In cases where the breathalyzer is close to a .08, a defense attorney may be able to win by showing that the person wasn't impaired at the time of the driving, but that the alcohol concentration rose so that by the time the person was tested on the breathalyzer machine, the person's alcohol concentration exceeded the per se limit.
In other cases, the police may suspect that the person was impaired on a drug or medicine. It is illegal to drive in North Carolina even while impaired on a prescribed medication. However, in these cases, the judge or jury may doubt the evidence of drug impairment either because there are alternate explanations for what looked to be impaired behavior, or because the state failed to take a sample of blood that could be properly tested.
Sometimes the state simply fails to collect any breath or blood sample at all. In these cases, the state will try to prove the case by showing that the person was "appreciably impaired" by an impairing substance. Appreciable impairment is noticeable impairment or as the Court of Appeals held in 1985 in State v. Harrington "measurable impairment."

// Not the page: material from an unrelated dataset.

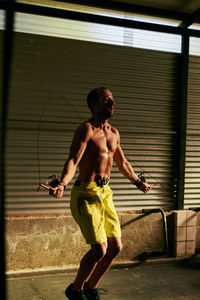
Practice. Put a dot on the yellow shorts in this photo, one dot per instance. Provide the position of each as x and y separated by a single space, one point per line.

Poorly administered walk-and-turn, one-legged stand, or horizontal-gaze-nystagmus tests may result in clues that are unreliable. A thorough review of the officer's notes, report, and, if the stop was recorded, video is essential in defending an appreciable impairment case.
While DWIs fall into particular patterns, each case is unique and presents its own challenges and opportunities. A thorough and experienced DWI lawyer will consider requesting the breathalyzer video, hiring an expert witness, challenging the reliability of the state's Intox EC/IR II breathalyzer machine, looking into an unreliable officer's pattern of arrests, and interviewing witnesses who believe the client was not impaired.